— Ты сфотографировал Миллера у Дюрана? — Да.
— Не боишься вернуться в Сараево?
— Рэмбо победил. Он теперь неприкасаемый, ему нечего бояться. И я не боюсь. Никто не боится. Рэмбо, можно сказать, теперь сам член правительства; бизнес идет как по маслу: он приносит им деньги, ведет себя прилично, а они относятся к нему как к герою войны. Их не волнует, что я могу кое-что рассказать. Правда, это не означает, что я должен трепаться о нем на каждом углу.
— Кто еще об этом знает?
— Никто. Теперь ты знаешь.
Актеры, сгрудившись кучкой, закурили. Мужчины, как по команде, одновременно сняли шляпы и утерли рукавами потные лбы — казалось, этот жест они тоже заранее отрепетировали.
— Твою мать… Я осёл, — сказал я.
— Теперь видишь, что творится, Брик?! Видишь, к чему мы пришли? Тебя когда-нибудь кто-нибудь, кроме собственной персоны, интересовал?
* * *
Первый помощник Шутлер распахивает дверь своего кабинета, и Фицы втаскивают Ольгу за руки внутрь. За ними следом входит Уильям П. Миллер; костюм его испачкан после ночных приключений. Фицы усаживают Ольгу на стул в углу комнаты, а когда она пытается встать, силой удерживают на месте.
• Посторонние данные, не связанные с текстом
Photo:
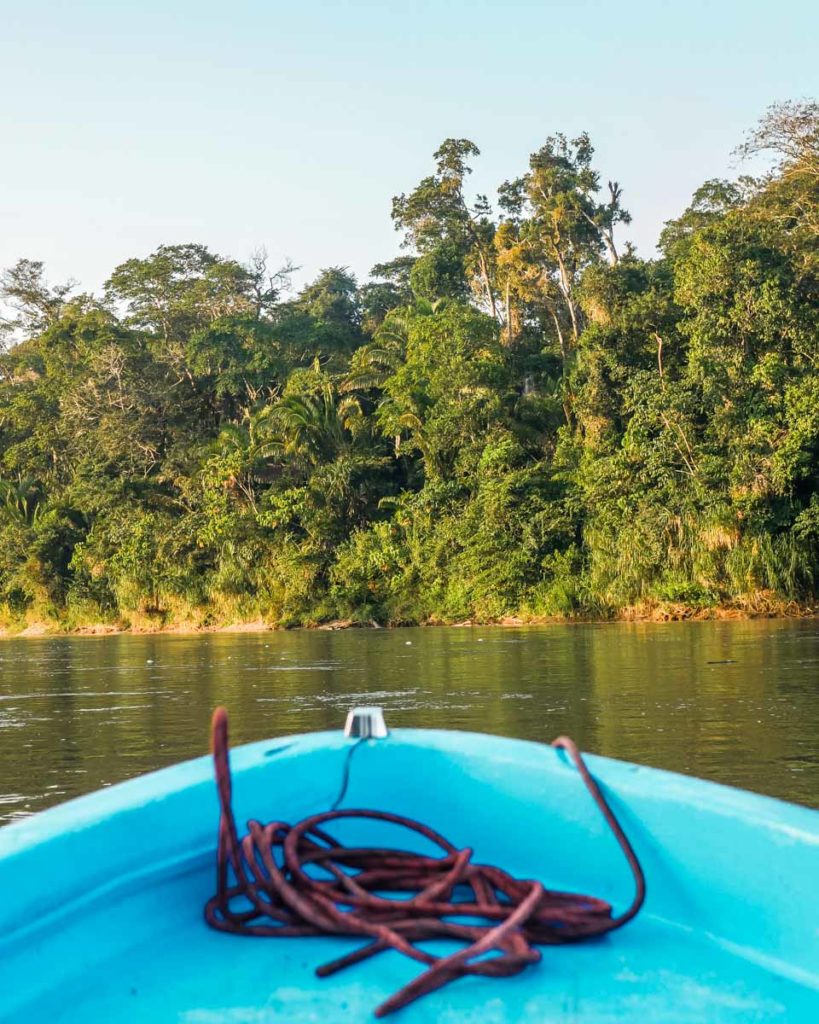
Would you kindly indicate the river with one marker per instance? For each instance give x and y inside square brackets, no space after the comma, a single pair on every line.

— Если вас не затруднит вести себя прилично, мисс Авербах, то мы, пожалуй, сможем поговорить как цивилизованные люди, — говорит первый помощник Шутлер.
— Идите к черту.
— Ну-ну. Такие выражения из уст леди!..
Ольга шипит от ярости. Фицджеральд кладет ей руку на голову, а Фицпатрик — на плечо, его волосатые пальцы впиваются ей в тело.
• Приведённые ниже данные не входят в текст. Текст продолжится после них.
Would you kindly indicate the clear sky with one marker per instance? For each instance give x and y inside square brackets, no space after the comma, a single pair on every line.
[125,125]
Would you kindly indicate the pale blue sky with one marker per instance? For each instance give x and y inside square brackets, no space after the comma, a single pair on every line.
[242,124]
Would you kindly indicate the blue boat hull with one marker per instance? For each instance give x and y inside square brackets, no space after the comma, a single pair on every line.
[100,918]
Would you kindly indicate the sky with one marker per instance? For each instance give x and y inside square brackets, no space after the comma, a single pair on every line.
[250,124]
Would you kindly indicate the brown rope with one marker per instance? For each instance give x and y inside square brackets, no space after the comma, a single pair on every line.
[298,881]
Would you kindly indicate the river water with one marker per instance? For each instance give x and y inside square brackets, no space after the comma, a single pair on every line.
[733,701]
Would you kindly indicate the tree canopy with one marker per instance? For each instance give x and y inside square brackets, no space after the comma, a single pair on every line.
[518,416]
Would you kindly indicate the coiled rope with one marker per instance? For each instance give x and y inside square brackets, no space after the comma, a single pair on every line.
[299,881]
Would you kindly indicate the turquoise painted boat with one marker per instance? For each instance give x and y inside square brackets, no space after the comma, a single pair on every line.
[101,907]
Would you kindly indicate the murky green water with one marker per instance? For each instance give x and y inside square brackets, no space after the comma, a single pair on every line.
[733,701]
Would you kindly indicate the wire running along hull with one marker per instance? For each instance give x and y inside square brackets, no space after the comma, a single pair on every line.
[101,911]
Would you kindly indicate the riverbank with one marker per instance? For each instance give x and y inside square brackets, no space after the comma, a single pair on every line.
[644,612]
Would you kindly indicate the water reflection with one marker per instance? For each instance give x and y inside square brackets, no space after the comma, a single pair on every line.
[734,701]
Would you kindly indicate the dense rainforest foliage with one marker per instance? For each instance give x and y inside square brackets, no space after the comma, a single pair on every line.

— Так-то лучше, — замечает первый помощник.
— Идите к черту, — еле слышно повторяет Ольга, но Шутлер пропускает ее слова мимо ушей.
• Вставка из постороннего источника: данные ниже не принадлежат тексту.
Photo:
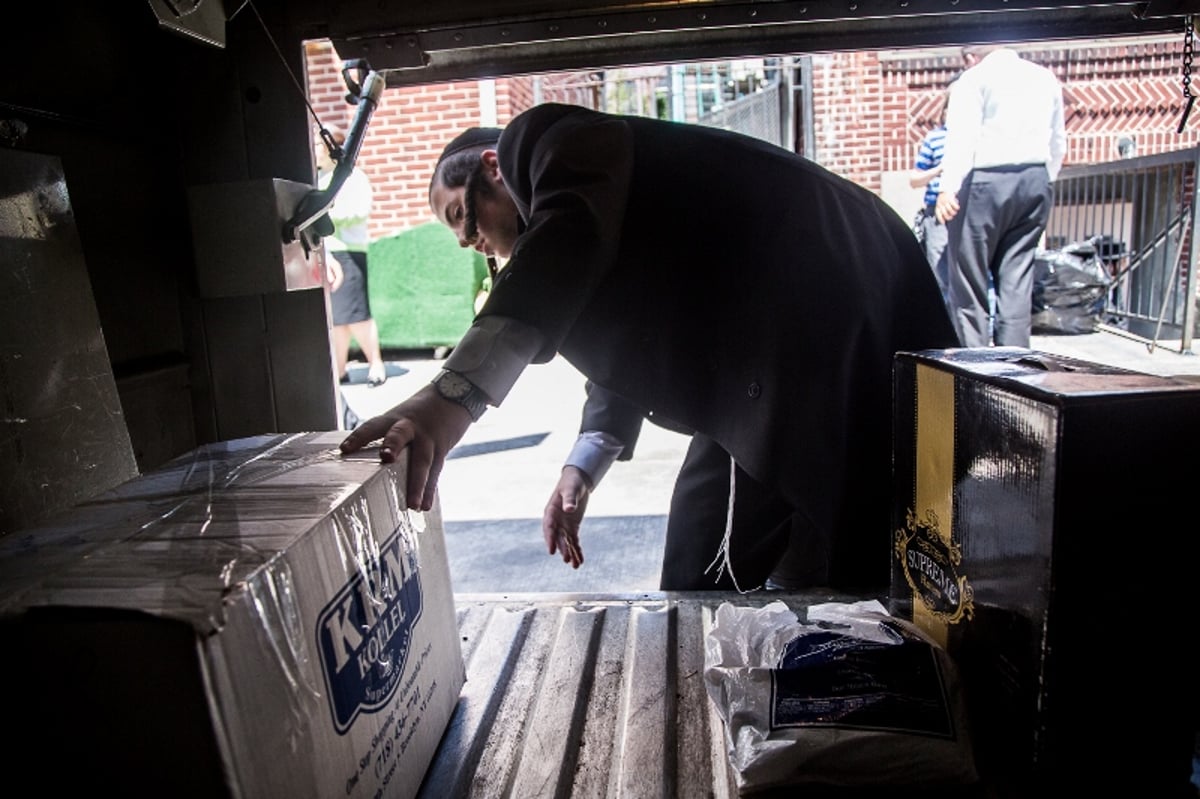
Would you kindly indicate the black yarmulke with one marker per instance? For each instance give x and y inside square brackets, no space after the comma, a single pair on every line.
[469,138]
— Мистер Миллер, не будете ли вы так любезны выйти со мной в коридор? И вы, мистер Фицджеральд.
Первый помощник открывает дверь перед Миллером и Фицджеральдом. Перед тем, как покинуть кабинет, говорит:
— Все совсем не так, как кажется на первый взгляд, мисс Авербах. Далеко не так.
Как только дверь закрывается, Фицпатрик убирает руку с Ольгиного плеча, но, как ни странно, легче ей не становится, скорее наоборот. Одежда на ней липкая от грязи и пота; она ничего не чувствует, кроме унижения и злости. Лазаря нет и никогда не будет. Ночные кошмары продолжаются наяву. Ольга не помнит, как она жила до смерти Лазаря; та жизнь протекала в совершенно ином мире.
— Сумасшедший дом, да и только, вы не находите? — говорит Фицпатрик. Он закуривает сигару и, усевшись на стоящий рядом стул, кладет ей руку на коленку. — Теперь нам всем нужно держаться друг за друга.
Ольга сбрасывает его руку и встает.
— Советую вам сесть, девушка. Не заставляйте меня подняться.